I've been converting my lighting over to LEDs - so far one ATX supply has proven plenty to run 1700 RGB nodes, which is equivalent to 5100 individual LEDs. So they definitely have some 'potential'.


----------



## DarkOne (Oct 16, 2012)

Thanks for all the input! I have a couple power resistors laying around, maybe I'll try figuring out how to put one inline and see if that works. 
I also have a couple PC power supplies sitting around, just too lazy to wire them up like bench supplies.
I'll also try a cheaper power supply, the one I've been trying was made for an external harddrive or harddrive vault I believe, so it may have protection built in that's tripping an internal breaker. I think I have a 12V 2A one that may work...

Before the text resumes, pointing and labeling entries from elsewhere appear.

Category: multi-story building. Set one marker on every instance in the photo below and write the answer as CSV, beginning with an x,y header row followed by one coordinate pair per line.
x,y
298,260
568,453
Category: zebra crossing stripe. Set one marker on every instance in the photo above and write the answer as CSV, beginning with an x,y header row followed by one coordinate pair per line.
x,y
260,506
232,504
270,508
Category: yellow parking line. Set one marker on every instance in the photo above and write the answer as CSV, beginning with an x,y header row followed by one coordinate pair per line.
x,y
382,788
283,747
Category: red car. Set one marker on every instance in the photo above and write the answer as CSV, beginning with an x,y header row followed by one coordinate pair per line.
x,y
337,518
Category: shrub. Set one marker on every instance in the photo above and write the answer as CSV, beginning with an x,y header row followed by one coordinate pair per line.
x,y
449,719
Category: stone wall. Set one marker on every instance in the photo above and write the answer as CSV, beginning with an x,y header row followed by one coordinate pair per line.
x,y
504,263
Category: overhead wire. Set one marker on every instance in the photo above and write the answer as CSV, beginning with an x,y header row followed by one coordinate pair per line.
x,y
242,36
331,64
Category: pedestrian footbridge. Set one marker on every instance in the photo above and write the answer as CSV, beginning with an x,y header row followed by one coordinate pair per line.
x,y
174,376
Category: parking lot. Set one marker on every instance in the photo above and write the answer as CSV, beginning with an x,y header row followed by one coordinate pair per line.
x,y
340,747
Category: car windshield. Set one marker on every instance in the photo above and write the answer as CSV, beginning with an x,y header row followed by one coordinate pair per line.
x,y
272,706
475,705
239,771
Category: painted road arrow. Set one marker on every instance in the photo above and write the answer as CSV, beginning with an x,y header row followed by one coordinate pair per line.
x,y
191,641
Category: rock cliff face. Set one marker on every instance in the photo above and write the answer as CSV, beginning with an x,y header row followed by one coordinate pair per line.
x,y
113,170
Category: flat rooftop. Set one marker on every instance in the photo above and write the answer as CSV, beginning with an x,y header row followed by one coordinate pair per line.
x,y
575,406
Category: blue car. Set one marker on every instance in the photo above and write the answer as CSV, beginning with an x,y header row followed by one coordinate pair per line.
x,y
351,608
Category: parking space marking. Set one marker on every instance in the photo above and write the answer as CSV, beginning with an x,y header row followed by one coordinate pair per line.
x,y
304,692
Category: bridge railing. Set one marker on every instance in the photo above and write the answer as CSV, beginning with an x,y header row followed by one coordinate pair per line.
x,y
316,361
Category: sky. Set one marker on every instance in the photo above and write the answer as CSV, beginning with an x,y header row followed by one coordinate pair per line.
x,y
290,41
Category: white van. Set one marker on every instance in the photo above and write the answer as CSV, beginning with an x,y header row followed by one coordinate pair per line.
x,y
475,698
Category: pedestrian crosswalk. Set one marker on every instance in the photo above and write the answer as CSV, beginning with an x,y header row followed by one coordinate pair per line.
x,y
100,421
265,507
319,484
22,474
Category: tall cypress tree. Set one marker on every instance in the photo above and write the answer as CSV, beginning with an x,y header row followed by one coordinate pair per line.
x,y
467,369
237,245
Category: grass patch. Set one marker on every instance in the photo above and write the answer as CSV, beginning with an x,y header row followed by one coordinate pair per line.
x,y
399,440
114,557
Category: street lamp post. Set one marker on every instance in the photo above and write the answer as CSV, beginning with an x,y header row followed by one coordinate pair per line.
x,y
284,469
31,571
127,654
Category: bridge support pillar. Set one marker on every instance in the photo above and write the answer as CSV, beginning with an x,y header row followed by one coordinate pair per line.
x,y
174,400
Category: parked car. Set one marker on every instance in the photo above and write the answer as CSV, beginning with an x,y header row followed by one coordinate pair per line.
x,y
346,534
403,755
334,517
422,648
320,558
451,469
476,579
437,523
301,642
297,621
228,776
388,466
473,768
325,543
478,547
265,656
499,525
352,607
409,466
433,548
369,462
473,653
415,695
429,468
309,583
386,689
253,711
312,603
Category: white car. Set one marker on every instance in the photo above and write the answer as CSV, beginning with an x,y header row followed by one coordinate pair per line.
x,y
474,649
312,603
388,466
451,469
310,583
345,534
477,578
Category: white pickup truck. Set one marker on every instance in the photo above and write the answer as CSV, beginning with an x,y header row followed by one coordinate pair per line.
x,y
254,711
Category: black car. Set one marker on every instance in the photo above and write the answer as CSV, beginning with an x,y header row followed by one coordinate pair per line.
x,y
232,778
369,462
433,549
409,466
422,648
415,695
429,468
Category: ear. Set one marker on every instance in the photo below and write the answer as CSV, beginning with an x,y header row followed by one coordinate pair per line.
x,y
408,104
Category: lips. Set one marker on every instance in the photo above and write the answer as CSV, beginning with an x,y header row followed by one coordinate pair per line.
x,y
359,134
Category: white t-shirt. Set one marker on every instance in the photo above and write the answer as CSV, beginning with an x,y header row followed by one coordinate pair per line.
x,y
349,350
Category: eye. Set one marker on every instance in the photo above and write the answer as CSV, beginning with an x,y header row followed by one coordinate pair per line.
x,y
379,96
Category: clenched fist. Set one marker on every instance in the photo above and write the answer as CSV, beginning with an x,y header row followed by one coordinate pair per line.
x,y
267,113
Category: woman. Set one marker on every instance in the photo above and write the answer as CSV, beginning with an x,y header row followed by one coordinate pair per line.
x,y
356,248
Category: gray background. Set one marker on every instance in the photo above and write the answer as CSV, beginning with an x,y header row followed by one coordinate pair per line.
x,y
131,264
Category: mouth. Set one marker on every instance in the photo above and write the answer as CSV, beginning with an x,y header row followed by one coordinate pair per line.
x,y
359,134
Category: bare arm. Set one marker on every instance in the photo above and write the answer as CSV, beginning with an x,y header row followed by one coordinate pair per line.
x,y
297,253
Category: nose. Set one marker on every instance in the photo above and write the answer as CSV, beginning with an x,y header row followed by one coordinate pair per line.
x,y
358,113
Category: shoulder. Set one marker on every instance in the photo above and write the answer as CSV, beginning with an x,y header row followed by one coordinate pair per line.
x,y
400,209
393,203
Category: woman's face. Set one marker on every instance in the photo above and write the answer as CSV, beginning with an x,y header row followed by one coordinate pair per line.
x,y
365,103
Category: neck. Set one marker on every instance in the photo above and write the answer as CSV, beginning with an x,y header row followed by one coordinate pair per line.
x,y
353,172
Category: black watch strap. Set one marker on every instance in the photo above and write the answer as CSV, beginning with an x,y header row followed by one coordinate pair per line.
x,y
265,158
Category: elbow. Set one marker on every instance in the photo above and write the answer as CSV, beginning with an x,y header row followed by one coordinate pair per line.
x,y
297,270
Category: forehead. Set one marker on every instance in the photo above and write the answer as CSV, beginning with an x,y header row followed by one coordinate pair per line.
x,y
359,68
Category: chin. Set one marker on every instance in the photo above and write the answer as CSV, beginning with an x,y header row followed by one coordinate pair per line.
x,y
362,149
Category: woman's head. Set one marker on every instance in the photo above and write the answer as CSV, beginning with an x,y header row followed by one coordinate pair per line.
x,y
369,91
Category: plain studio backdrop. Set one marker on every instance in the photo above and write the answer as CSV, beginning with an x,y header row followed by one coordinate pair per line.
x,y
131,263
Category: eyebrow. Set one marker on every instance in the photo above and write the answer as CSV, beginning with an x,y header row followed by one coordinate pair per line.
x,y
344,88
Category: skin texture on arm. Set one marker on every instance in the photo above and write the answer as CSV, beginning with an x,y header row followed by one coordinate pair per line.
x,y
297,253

Thanks again, if I figure out anything definitive, I'll post it.


----------



## Hippofeet (Nov 26, 2012)

Your motor is building up a magnetic field, but the current is not enough to allow it to cross the gaps between the magnets on the inside of the outer case (stator). The pulsed rotation is equal to the face width of 1 of the magnets on the stator (actually the center to center distance of any two magnets, but same-o same-o). The rotor moves under starting load to the next set, the field collapses (well, sort of, it actually builds up a sufficient field to jump a set,then immediately stalls as starting load kicks in) , builds back up, it moves to the next set, and on and on...

I think lol.

Anyway,I don't think it's the power supply voltage/current cut-off causing the pulses. That would trip right off, and never even turn the rotor at all. It happens to me with the absolute cheapest 12VDC PS's I can get, when I run insufficient amps. 

I bet if you wanted to, you could measure the c to c of the E-magnet faces on the stator and rotor, and bust out some gears in train math, and calculate the rotation from that c to c distance, after going through the gears.

If you wanted to. I know I sure don't.


----------



## scarybill (Oct 7, 2012)

Most wiper motors in cars run on a 20amp circuit. Must be a reason the automakers do that.
Hippo, I think you hit it right on the head


----------